CENTRAL OREGON (KPTV) – While forest fires are burning in our state, special teams are using infrared technology to map the lines of fire from the sky to help crews fight the flames on the ground.
“To understand how the fire grew overnight, infrared interpretation and infrared flights are the best tools we have to do it,” said Erik Larsen, geographic information specialist for the Oregon Department of Forestry (ODF).
Larsen is part of the process of turning infrared data into a card for firefighters.
“Heat emits radiation in the form of infrared light that we can’t see with our visual eyes, but we have sensors and cameras that can do this work for us. So it takes what we can’t see and translates it into something we can see, “said Larsen.” Infrared data goes beyond mere fire. It tells us where the isolated heat is in the fire, where the intense heat sources are and where the heat is more widely dispersed. “
Larsen says the bigger the fire, the more resources the crews will devote to harnessing infrared technology from the air.
Whether or not they use this technology depends on the complexity of the fire.
Larsen says they consider the size of the fire, proximity to communities, and the safety of the firefighters.

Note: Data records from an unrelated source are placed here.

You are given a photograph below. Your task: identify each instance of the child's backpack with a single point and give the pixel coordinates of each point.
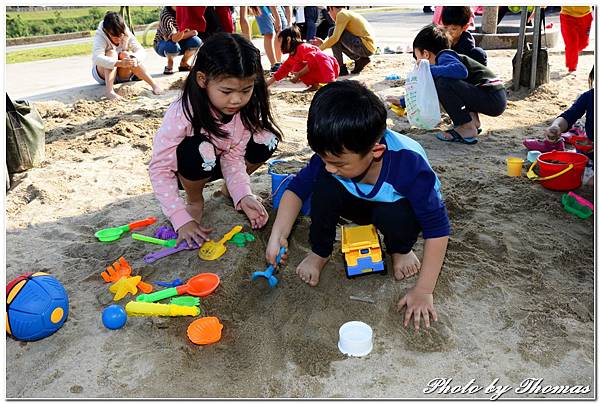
(25, 136)
(422, 104)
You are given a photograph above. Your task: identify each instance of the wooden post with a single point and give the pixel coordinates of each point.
(520, 47)
(537, 31)
(489, 23)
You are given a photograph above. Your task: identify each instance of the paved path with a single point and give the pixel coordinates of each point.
(46, 79)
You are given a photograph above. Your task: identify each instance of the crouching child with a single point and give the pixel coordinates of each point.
(366, 173)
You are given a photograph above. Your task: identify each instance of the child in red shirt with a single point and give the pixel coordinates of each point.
(306, 62)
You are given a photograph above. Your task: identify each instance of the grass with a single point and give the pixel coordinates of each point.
(55, 52)
(67, 12)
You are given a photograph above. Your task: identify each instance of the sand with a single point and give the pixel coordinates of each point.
(515, 297)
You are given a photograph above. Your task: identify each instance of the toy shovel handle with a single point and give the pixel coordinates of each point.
(230, 234)
(156, 296)
(141, 223)
(281, 252)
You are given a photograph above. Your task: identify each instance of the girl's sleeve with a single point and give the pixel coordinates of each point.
(134, 47)
(163, 166)
(340, 25)
(233, 167)
(99, 57)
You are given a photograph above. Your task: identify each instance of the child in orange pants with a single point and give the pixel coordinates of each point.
(575, 24)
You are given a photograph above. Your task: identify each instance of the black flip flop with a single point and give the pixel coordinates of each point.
(456, 137)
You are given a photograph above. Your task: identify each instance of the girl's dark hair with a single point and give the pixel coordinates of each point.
(226, 55)
(114, 24)
(292, 32)
(431, 38)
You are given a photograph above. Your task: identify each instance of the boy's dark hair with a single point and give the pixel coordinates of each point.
(432, 38)
(345, 115)
(114, 24)
(226, 55)
(456, 15)
(292, 32)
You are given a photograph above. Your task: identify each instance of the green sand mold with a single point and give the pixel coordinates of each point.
(185, 301)
(240, 239)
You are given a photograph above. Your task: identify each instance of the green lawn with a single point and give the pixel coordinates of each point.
(54, 52)
(67, 12)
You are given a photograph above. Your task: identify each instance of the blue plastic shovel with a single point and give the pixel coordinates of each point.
(268, 272)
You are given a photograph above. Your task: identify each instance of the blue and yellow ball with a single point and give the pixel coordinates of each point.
(37, 305)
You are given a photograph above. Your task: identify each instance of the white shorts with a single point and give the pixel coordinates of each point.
(100, 80)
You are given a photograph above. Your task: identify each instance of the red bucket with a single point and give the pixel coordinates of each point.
(561, 171)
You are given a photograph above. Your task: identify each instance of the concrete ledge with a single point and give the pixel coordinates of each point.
(507, 37)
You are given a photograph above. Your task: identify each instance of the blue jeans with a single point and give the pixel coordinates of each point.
(170, 48)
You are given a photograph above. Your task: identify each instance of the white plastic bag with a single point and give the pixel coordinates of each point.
(422, 104)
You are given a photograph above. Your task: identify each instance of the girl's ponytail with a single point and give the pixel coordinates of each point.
(227, 55)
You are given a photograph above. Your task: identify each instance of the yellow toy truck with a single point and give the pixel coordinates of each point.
(362, 251)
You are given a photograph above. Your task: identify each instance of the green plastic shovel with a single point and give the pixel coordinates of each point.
(114, 233)
(164, 243)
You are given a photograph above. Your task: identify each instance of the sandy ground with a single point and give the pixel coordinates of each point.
(515, 296)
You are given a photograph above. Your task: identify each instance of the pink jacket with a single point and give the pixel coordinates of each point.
(162, 168)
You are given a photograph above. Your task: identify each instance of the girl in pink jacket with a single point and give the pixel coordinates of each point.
(306, 62)
(220, 127)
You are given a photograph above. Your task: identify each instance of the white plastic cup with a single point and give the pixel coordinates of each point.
(356, 338)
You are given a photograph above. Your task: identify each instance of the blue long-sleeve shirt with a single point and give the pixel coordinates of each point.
(405, 173)
(451, 65)
(583, 105)
(466, 46)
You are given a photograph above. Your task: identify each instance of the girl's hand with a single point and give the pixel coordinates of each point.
(274, 245)
(257, 214)
(316, 41)
(552, 133)
(192, 233)
(418, 304)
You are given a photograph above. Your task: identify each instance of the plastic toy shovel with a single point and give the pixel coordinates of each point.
(268, 273)
(200, 285)
(114, 233)
(211, 250)
(164, 243)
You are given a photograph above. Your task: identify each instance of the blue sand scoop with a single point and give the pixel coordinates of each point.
(268, 272)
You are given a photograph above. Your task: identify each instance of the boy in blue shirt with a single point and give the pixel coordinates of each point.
(465, 87)
(456, 22)
(371, 175)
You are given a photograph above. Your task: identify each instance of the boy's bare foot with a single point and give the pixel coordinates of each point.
(405, 265)
(476, 121)
(467, 130)
(111, 95)
(195, 209)
(310, 268)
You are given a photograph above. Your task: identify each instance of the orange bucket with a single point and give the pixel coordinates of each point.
(560, 171)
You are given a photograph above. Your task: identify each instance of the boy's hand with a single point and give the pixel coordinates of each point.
(316, 41)
(257, 214)
(552, 133)
(274, 245)
(192, 232)
(418, 304)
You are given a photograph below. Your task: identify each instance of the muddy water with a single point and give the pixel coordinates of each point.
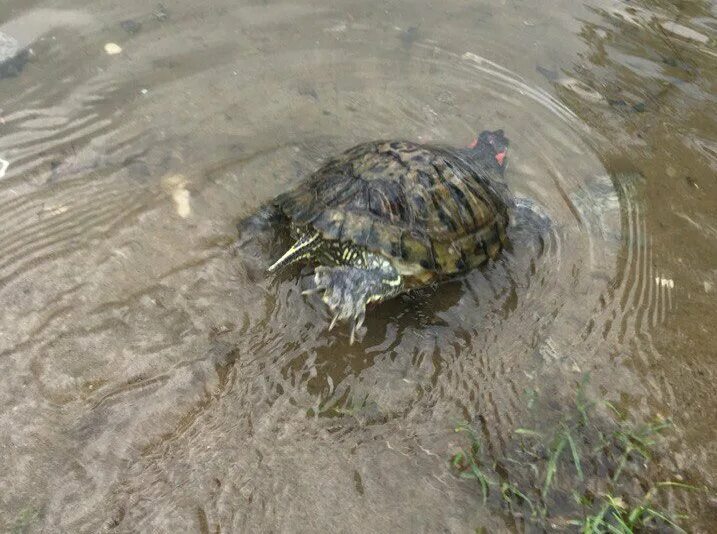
(153, 380)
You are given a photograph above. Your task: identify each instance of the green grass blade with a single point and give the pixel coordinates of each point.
(576, 456)
(527, 432)
(654, 513)
(553, 465)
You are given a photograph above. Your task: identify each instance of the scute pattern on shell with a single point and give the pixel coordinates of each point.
(417, 204)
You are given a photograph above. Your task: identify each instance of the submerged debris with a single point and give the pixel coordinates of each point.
(113, 49)
(131, 26)
(176, 186)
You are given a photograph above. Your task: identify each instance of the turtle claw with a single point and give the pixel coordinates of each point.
(346, 290)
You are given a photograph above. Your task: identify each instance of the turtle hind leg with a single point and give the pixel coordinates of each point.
(347, 290)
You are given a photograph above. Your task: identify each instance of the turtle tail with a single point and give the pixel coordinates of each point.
(303, 248)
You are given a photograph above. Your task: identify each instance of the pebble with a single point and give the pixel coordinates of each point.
(113, 49)
(176, 186)
(131, 26)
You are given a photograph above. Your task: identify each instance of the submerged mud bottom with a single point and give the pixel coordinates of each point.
(154, 381)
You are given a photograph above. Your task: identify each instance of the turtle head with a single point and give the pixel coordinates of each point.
(491, 149)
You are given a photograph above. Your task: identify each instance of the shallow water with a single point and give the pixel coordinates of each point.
(153, 381)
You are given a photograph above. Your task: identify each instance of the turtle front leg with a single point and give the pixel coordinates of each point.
(347, 290)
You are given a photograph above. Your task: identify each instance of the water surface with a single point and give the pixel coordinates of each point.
(153, 381)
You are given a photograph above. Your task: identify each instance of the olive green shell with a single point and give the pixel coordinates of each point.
(425, 208)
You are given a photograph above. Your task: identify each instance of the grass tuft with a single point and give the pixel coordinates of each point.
(585, 490)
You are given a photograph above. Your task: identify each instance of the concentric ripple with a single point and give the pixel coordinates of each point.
(156, 377)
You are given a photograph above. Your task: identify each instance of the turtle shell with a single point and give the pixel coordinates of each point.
(429, 210)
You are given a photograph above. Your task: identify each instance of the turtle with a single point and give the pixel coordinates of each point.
(389, 216)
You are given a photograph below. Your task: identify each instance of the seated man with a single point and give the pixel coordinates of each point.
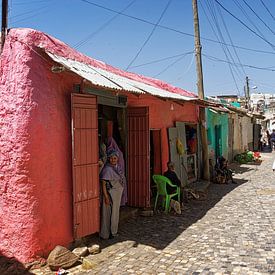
(223, 173)
(172, 176)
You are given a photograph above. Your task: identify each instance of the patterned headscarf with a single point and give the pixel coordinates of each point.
(112, 152)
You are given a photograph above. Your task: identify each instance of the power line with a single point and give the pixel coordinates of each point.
(213, 58)
(273, 47)
(169, 66)
(162, 59)
(258, 16)
(267, 10)
(172, 29)
(89, 37)
(150, 35)
(229, 36)
(224, 48)
(248, 18)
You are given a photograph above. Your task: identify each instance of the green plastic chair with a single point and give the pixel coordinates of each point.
(162, 182)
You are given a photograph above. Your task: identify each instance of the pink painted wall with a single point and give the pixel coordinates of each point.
(35, 142)
(35, 158)
(162, 117)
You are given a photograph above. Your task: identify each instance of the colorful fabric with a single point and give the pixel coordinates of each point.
(113, 145)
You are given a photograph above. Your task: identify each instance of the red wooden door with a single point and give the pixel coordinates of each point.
(85, 165)
(138, 157)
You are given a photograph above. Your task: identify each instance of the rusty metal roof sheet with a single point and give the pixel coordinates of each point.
(107, 79)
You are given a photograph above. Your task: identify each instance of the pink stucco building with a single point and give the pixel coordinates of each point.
(46, 195)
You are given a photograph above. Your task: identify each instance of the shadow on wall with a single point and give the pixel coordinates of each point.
(11, 266)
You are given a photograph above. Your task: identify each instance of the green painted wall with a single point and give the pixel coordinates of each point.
(217, 119)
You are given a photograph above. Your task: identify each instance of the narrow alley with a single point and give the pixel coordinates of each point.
(230, 232)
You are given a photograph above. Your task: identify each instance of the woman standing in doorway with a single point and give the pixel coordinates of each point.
(112, 180)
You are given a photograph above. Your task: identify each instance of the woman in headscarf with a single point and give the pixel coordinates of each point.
(112, 180)
(112, 145)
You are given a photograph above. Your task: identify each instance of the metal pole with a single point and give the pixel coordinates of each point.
(206, 174)
(4, 22)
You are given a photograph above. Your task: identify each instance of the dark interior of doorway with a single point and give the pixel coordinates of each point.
(111, 123)
(155, 157)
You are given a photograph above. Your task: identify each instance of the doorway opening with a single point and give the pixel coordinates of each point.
(191, 151)
(155, 157)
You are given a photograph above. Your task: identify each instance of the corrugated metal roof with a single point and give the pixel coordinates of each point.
(107, 79)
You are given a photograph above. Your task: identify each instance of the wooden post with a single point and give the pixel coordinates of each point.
(4, 22)
(202, 118)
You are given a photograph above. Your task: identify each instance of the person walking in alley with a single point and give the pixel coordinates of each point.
(112, 179)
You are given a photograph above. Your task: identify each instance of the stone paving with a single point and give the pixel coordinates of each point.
(232, 231)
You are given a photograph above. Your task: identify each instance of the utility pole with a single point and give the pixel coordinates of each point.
(4, 22)
(247, 93)
(204, 142)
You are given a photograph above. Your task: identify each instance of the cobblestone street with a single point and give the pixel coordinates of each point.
(230, 232)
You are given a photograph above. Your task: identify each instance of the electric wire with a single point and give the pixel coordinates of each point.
(29, 14)
(258, 16)
(243, 10)
(103, 26)
(31, 2)
(150, 35)
(213, 58)
(169, 66)
(172, 29)
(225, 50)
(231, 41)
(267, 9)
(247, 27)
(162, 59)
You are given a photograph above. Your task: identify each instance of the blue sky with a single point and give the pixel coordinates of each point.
(116, 39)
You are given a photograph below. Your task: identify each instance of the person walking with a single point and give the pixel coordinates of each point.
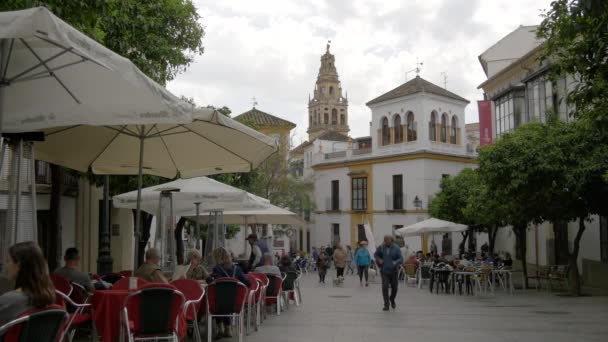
(339, 261)
(363, 260)
(322, 265)
(349, 260)
(388, 257)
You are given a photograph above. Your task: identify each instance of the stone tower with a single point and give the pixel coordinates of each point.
(328, 109)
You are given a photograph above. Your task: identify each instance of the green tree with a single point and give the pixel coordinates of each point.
(466, 199)
(160, 37)
(576, 44)
(550, 172)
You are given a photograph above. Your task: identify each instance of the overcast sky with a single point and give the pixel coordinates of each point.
(271, 50)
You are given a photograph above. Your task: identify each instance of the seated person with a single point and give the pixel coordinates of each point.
(70, 270)
(412, 259)
(268, 267)
(285, 265)
(196, 270)
(225, 268)
(150, 270)
(27, 267)
(507, 261)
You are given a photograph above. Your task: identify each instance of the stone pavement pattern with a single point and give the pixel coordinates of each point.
(353, 313)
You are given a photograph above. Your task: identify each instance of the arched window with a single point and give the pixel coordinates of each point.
(454, 130)
(386, 133)
(433, 127)
(398, 129)
(411, 127)
(444, 128)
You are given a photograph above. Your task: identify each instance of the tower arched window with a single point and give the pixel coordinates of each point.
(411, 127)
(433, 127)
(454, 130)
(444, 128)
(398, 129)
(386, 133)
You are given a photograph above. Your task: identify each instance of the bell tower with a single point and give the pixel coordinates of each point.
(328, 109)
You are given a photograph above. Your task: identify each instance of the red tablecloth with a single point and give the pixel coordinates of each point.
(106, 314)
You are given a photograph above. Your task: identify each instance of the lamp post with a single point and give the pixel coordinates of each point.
(417, 203)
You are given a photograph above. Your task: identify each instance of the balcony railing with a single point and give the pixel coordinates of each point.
(332, 203)
(360, 151)
(334, 155)
(395, 201)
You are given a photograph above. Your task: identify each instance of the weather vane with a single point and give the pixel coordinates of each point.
(417, 69)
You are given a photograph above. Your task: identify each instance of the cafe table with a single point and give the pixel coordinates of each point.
(106, 314)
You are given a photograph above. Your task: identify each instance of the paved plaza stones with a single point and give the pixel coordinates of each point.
(353, 313)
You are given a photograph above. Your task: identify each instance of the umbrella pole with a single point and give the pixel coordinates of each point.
(197, 233)
(138, 210)
(3, 84)
(18, 194)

Once the request for a flight has expired, this is usually done in the evening so as not to disturb any planes that are burning during the day.
An infrared interpreter on the plane translates the image into data that Larsen can use to create maps.
“Preparing the stage with an accurate map of the situation on the ground will improve the effectiveness of the fire fighting the next day,” said Larsen.
Larsen says fire maps are made daily, even when planes aren’t flying the fire.
He says crews can use other tools to map the fire, such as drones.